SARS-CoV-2 Infection- or Vaccination-Related Neurological Disease Requires Careful Investigation

Daniel Matovu 1, Fulvio A Scorza 1, Carla A Scorza 1, Ana C Fiorini 2, Josef Finsterer 3,
PMCID: PMC9764884  PMID: 36560992

We read with interest the article by George et al.[1] about a retrospective study of the neurological manifestations of severe acute respiratory syndrome coronavirus 2 (SARS-CoV-2) infection and neurological side effects of SARS-CoV-2 vaccinations encountered in two neurological centers in Kerala. Among 1270 coronavirus disease 2019 (COVID-19) admissions, 42 patients (3.3%) developed neurological abnormalities, 35 patients during a SARS-CoV-2 infection and 7 patients after a SARS-CoV-2 vaccination.[1] The study is appealing but raises concerns that need to be discussed.

In [Table 5], patient 33 is described with “cranial nerve-II palsy.”[1] We should be told what cranial nerve palsy of the optic nerve means, particularly if the authors mean optic neuritis. Optic neuritis has been previously reported as a complication of SARS-CoV-2 vaccinations.[2] Optic neuritis has been also reported in patients experiencing acute, disseminating encephalomyelitis (ADEM),[3] neuromyelitis optica spectrum disorder,[4] myelin oligodendrocyte glycoprotein (MOG) antibody-associated disorder,[5] or multiple sclerosis,[6] after a SARS-CoV-2 vaccination. We should know if MOG-antibodies or aquaporin antibodies were elevated in this particular patient.
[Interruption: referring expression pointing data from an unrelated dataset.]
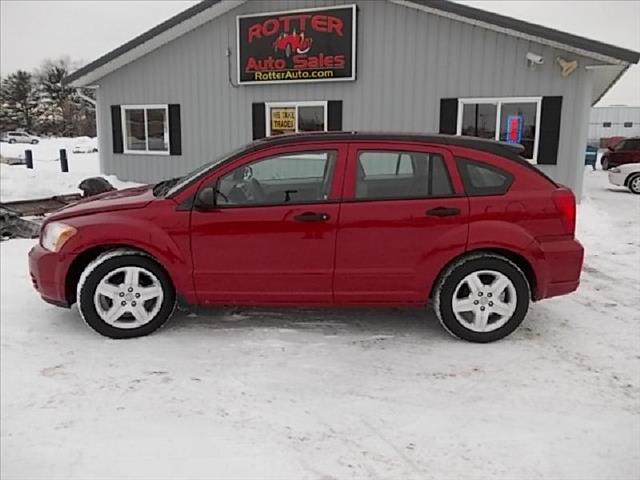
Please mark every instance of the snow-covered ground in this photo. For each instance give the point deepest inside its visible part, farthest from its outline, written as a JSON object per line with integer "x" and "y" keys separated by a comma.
{"x": 17, "y": 182}
{"x": 314, "y": 394}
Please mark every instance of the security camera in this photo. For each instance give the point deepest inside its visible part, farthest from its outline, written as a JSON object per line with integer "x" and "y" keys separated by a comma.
{"x": 534, "y": 59}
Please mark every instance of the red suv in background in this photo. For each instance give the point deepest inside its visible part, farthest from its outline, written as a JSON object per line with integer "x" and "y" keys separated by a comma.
{"x": 626, "y": 151}
{"x": 322, "y": 219}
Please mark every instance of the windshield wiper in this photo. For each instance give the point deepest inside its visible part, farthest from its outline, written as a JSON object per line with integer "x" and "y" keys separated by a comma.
{"x": 161, "y": 188}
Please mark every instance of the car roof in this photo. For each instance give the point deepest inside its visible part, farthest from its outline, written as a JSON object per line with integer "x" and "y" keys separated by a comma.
{"x": 509, "y": 150}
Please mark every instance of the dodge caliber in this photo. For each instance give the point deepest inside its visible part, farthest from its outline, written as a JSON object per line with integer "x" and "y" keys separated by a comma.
{"x": 324, "y": 219}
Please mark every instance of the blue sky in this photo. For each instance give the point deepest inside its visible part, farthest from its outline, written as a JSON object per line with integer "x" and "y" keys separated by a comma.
{"x": 32, "y": 30}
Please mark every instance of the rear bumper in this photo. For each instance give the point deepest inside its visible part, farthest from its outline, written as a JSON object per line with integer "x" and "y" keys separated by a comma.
{"x": 48, "y": 272}
{"x": 562, "y": 265}
{"x": 617, "y": 178}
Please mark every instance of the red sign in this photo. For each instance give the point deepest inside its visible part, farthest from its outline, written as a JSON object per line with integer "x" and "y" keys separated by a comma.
{"x": 297, "y": 46}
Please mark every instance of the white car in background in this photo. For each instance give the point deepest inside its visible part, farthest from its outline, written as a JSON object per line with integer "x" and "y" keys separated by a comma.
{"x": 627, "y": 175}
{"x": 19, "y": 137}
{"x": 86, "y": 146}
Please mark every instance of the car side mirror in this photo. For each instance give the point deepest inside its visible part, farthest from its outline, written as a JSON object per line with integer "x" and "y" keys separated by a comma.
{"x": 205, "y": 199}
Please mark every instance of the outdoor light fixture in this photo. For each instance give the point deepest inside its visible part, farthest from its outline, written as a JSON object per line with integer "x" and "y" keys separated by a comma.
{"x": 567, "y": 67}
{"x": 534, "y": 59}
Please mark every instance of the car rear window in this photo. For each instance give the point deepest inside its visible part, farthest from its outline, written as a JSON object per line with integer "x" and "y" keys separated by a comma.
{"x": 401, "y": 174}
{"x": 483, "y": 179}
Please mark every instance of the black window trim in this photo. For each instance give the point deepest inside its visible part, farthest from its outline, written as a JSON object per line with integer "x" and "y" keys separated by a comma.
{"x": 400, "y": 151}
{"x": 466, "y": 182}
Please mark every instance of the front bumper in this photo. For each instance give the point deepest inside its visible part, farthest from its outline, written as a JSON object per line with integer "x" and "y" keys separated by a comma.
{"x": 48, "y": 273}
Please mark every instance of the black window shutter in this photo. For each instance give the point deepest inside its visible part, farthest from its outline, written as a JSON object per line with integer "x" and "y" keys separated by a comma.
{"x": 175, "y": 130}
{"x": 258, "y": 120}
{"x": 449, "y": 115}
{"x": 549, "y": 130}
{"x": 334, "y": 115}
{"x": 116, "y": 129}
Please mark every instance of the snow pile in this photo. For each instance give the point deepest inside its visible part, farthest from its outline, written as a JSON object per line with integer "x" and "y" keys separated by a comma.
{"x": 17, "y": 182}
{"x": 315, "y": 394}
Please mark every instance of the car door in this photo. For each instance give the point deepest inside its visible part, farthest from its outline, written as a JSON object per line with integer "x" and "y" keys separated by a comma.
{"x": 271, "y": 237}
{"x": 403, "y": 214}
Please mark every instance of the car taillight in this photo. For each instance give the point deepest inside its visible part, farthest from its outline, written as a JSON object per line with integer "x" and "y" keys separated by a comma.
{"x": 565, "y": 203}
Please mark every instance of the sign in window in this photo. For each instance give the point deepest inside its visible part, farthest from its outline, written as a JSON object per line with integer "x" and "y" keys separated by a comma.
{"x": 294, "y": 117}
{"x": 511, "y": 120}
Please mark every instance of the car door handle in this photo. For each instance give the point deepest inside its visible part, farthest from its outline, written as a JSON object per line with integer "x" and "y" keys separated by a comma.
{"x": 312, "y": 217}
{"x": 443, "y": 212}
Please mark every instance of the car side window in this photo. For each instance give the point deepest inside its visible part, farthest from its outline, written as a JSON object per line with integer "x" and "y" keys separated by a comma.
{"x": 303, "y": 177}
{"x": 483, "y": 179}
{"x": 401, "y": 174}
{"x": 632, "y": 145}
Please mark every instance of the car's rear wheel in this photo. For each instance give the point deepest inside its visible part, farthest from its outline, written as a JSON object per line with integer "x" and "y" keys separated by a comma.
{"x": 482, "y": 298}
{"x": 124, "y": 294}
{"x": 634, "y": 184}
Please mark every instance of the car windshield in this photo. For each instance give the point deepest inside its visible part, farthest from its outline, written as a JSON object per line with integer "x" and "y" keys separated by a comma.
{"x": 167, "y": 188}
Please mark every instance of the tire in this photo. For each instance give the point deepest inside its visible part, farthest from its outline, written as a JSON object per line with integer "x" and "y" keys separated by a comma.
{"x": 138, "y": 317}
{"x": 455, "y": 286}
{"x": 634, "y": 184}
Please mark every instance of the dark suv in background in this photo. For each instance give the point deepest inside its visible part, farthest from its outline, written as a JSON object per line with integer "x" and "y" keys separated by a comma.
{"x": 627, "y": 151}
Among the six patients with peripheral nerve involvement in COVID-19, three (patient 40, patient 41, patient 42) had foot drops and an axonal lesion on nerve conduction studies (NCSs).[1] Patient 40 and patient 42 had severe COVID-19 and patient 41 had moderate COVID-19. The cause of the peroneal nerve lesion is not provided. We should be told if peroneal nerve lesions were due to polyradiculitis, neurotoxic drugs, or pressure palsies due to bedding in the intensive care unit (ICU) or if these patients had previous neuropathy, which became symptomatic during the infection.

Seven of the 42 patients developed the neurological disease after a SARS-CoV-2 vaccination requiring hospitalization. Patient 11 developed “ischemic seizures,” patient 22 developed non-enhancing, periventricular hyperintensities, patient 23 transverse myelitis, patient 24 isolated optic neuritis, patient 25 encephalitis, patient 31 a seizure, and patient 39 facial diplegia.[1] We should be told what is meant by “ischemic seizures” in patient 11. Did the patient experience a stroke and was the stroke caused by the vaccination? Unclear remains the cause of non-enhancing periventricular hyperintensities in patient 22.[1]
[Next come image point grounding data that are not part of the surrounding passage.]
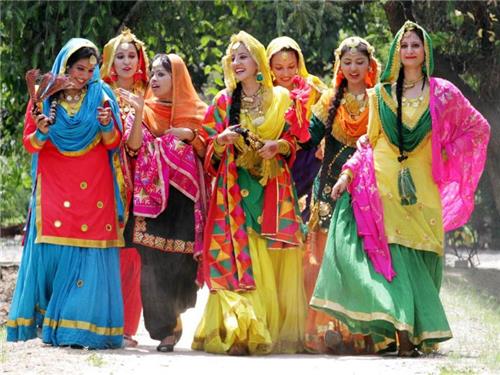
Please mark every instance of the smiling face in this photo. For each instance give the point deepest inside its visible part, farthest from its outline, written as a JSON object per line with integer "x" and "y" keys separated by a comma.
{"x": 285, "y": 66}
{"x": 411, "y": 52}
{"x": 161, "y": 81}
{"x": 81, "y": 72}
{"x": 126, "y": 60}
{"x": 354, "y": 66}
{"x": 244, "y": 66}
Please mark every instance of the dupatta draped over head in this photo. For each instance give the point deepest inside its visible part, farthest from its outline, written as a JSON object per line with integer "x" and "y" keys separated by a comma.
{"x": 163, "y": 159}
{"x": 108, "y": 72}
{"x": 306, "y": 92}
{"x": 351, "y": 128}
{"x": 75, "y": 135}
{"x": 459, "y": 140}
{"x": 227, "y": 264}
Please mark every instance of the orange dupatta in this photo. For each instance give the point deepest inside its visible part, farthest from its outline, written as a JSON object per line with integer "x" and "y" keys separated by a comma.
{"x": 187, "y": 109}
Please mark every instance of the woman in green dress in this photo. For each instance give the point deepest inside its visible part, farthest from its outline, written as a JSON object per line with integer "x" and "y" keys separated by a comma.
{"x": 413, "y": 180}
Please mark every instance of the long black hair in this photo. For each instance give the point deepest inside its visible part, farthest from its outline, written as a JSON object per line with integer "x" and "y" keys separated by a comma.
{"x": 81, "y": 53}
{"x": 399, "y": 97}
{"x": 234, "y": 110}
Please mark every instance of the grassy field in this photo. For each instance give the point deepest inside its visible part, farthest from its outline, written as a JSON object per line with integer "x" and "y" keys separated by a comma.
{"x": 472, "y": 302}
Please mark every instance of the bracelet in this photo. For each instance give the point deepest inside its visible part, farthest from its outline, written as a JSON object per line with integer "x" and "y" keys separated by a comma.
{"x": 42, "y": 137}
{"x": 107, "y": 128}
{"x": 348, "y": 175}
{"x": 283, "y": 147}
{"x": 195, "y": 133}
{"x": 130, "y": 152}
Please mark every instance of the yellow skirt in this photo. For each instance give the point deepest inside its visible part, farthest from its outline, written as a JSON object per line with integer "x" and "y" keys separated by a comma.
{"x": 268, "y": 319}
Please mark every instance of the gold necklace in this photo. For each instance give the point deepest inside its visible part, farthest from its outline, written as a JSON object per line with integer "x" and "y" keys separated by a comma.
{"x": 410, "y": 84}
{"x": 251, "y": 105}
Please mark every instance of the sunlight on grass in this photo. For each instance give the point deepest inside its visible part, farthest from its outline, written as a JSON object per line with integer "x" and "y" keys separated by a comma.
{"x": 478, "y": 317}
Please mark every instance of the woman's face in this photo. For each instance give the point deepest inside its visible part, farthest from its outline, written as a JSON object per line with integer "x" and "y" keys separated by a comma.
{"x": 81, "y": 72}
{"x": 126, "y": 60}
{"x": 354, "y": 66}
{"x": 285, "y": 66}
{"x": 412, "y": 52}
{"x": 244, "y": 66}
{"x": 161, "y": 81}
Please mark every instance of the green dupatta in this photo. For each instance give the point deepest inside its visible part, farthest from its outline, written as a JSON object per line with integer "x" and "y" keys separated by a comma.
{"x": 388, "y": 110}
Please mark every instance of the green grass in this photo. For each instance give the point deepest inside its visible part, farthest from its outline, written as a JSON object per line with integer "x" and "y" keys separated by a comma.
{"x": 477, "y": 314}
{"x": 96, "y": 360}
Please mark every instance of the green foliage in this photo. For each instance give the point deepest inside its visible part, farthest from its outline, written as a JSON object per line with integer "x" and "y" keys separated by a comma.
{"x": 32, "y": 32}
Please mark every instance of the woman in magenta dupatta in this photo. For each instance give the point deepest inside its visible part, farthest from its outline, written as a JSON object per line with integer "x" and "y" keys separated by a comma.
{"x": 413, "y": 180}
{"x": 165, "y": 143}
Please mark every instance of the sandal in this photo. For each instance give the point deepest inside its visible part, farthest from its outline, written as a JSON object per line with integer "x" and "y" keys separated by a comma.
{"x": 167, "y": 344}
{"x": 129, "y": 341}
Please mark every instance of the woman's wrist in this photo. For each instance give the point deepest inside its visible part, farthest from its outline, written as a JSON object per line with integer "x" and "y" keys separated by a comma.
{"x": 107, "y": 128}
The caption of [Table 5] suggests that the four presented patients had infectious diseases in addition to COVID-19.[1] However, only patient 33 had mucormycosis in addition to COVID-19.[1] The other three patients had obviously SARS-CoV-2 associated meningitis (patient 34) or encephalitis (patient 35, patient 36).[1] Surprisingly, the cerebro-spinal fluid (CSF) was not investigated for SARS-CoV-2 in any of these four patients. We should be told how meningitis or encephalitis was diagnosed without confirming the virus in the CSF. Furthermore, patient 33 was diagnosed with venous sinus thrombosis (VST).[1] We should know if multiple cranial nerve lesions in these patients were due to mycosis or the VST.

We do not agree with the statement in the discussion that facial diplegia has not been previously reported after vaccination with the Astra Zeneca vaccine (AZV).[1] Polyradiculitis with facial diplegia has been reported in a 59 years old female 13 days after the first dose of the AZV.[7] Polyradiculitis with facial diplegia has been also reported in a 59 years old male developing 10 days after receiving the AZV.[8]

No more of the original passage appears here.